Pentingnya Edukasi Perlindungan Anak
Helmi Syam Damanik menegaskan bahwa kejadian ini menggambarkan betapa pentingnya edukasi tentang kesehatan reproduksi dan tanggung jawab orang tua, baik di tingkat keluarga maupun sekolah. Ia menilai bahwa langkah-langkah preventif harus dilakukan secara sistematis dan berkelanjutan untuk mencegah peristiwa serupa terjadi lagi.
"Saya ingin menekankan bahwa sosialisasi mengenai perlindungan anak harus digencarkan, tidak hanya melalui sekolah tetapi juga melalui PKK di setiap desa. Ibu-ibu harus diberdayakan untuk memberikan pemahaman kepada anak-anak mereka sejak dini agar mereka tidak terjerumus ke dalam pergaulan yang berisiko," kata Helmi.
Ia juga menyarankan agar upaya edukasi yang dilakukan tidak hanya fokus pada materi-materi teknis, tetapi juga pada pembentukan karakter dan penguatan pemahaman anak-anak tentang hak mereka untuk hidup dan berkembang dalam lingkungan yang aman dan penuh kasih sayang.
Peran Masyarakat dalam Mencegah Kejadian Serupa
Helmi mengingatkan bahwa pencegahan harus menjadi langkah utama, bukan hanya reaksi setelah kejadian terjadi. Ia mengajak semua elemen masyarakat, termasuk perangkat desa, tokoh agama, dan organisasi sosial, untuk lebih proaktif dalam memberikan edukasi kepada remaja tentang risiko pergaulan bebas serta pentingnya tanggung jawab terhadap anak.
"Kita tidak bisa hanya bereaksi setelah kejadian terjadi. Harus ada langkah pencegahan yang sistematis agar anak-anak kita tumbuh dalam lingkungan yang lebih aman dan memiliki pemahaman yang baik tentang hak dan kewajiban mereka," tambahnya.
Peran masyarakat dalam pencegahan penelantaran anak sangat penting. Masyarakat yang sadar akan hak-hak anak akan mampu memberikan dukungan kepada remaja yang menghadapi masalah sosial.

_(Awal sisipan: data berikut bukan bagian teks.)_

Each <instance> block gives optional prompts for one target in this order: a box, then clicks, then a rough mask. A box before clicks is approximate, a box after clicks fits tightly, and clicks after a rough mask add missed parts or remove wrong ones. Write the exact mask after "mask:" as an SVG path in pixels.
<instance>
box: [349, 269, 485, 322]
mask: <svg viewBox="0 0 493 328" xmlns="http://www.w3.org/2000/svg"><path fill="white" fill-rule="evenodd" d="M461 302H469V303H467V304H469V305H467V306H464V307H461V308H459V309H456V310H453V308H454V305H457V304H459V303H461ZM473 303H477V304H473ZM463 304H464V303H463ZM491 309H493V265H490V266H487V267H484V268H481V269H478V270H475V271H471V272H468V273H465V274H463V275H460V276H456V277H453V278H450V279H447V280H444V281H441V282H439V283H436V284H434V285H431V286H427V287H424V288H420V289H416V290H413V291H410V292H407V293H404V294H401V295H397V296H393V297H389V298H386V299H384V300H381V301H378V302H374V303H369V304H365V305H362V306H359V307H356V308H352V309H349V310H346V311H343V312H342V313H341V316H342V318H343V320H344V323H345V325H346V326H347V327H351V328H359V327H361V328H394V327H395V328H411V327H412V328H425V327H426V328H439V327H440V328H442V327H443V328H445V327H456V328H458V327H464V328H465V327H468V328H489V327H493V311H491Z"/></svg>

Ketika masalah ini dihadapi secara bersama-sama, kemungkinan kejadian serupa dapat diminimalisir.
Pendampingan oleh Dinas Sosial dan Kemensos
Dinas Sosial PPPA Kabupaten Batubara, yang diwakili oleh Kepala Bidang Perlindungan Anak, Khadijah, bersama tim pekerja sosial dari Kementerian Sosial, akan terus memantau perkembangan kondisi bayi tersebut. Mereka juga berkomitmen untuk memberikan pendampingan psikososial kepada ibu dan keluarga bayi untuk memastikan bahwa semua pihak mendapatkan dukungan yang mereka butuhkan.
Kasus ini menjadi penting, tidak hanya dari sisi psikologis dan sosial, tetapi juga dari sisi hukum. Oleh karena itu, Helmi menekankan bahwa kasus ini harus dikaji secara mendalam dengan merujuk pada regulasi yang ada, khususnya Undang-Undang Perlindungan Anak.

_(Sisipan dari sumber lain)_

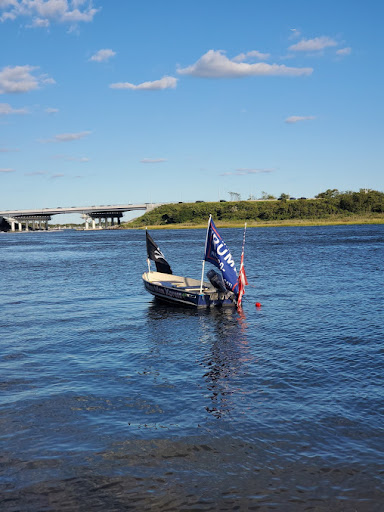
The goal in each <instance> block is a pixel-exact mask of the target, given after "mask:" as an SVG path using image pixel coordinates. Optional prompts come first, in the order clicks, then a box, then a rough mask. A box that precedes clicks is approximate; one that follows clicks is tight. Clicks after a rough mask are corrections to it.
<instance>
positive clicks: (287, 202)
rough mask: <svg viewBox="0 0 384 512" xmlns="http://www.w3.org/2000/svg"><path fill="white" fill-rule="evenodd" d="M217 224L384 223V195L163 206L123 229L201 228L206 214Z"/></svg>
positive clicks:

Penanganan Hukum dan Regulasi yang Relevan
Helmi mengingatkan bahwa dalam kasus penelantaran bayi ini, ada sejumlah regulasi yang perlu menjadi perhatian, antara lain:
Undang-Undang Nomor 35 Tahun 2014 tentang Perlindungan Anak, yang menyatakan bahwa setiap anak berhak untuk hidup, tumbuh, dan berkembang dalam lingkungan yang aman dan mendapat perlindungan dari segala bentuk kekerasan serta penelantaran.
Pasal 76B UU Perlindungan Anak, yang mengatur bahwa setiap orang dilarang menelantarkan anak hingga menyebabkan kerugian materiil maupun moril.
Pasal 305 KUHP, yang mengancam hukuman bagi siapapun yang dengan sengaja menelantarkan anak di bawah umur.
Undang-Undang Nomor 16 Tahun 2019 tentang Perkawinan, yang mengatur batas usia minimal untuk menikah dan pentingnya pengawasan terhadap pernikahan dini.
Dengan adanya regulasi tersebut, diharapkan perlindungan terhadap anak-anak yang terancam penelantaran dapat dioptimalkan, baik dari segi hukum maupun sosial.
Ajakan untuk Peduli Perlindungan Anak
Sebagai Ketua KPAD Batubara, Helmi mengajak seluruh masyarakat untuk lebih peduli terhadap perlindungan anak, khususnya dalam memberikan dukungan moral dan edukasi kepada remaja yang menghadapi masalah sosial. Ia menegaskan bahwa perlindungan anak bukan hanya tugas pemerintah, tetapi juga tanggung jawab bersama.
"Kita perlu membangun sistem sosial yang lebih peduli dan responsif terhadap persoalan anak. Jangan sampai ada lagi kasus bayi terlantar karena kurangnya edukasi dan perhatian. Jika ada remaja yang mengalami masalah, mereka harus merasa memiliki tempat untuk meminta bantuan, bukan malah terpaksa mengambil keputusan yang berbahaya," ujar Helmi.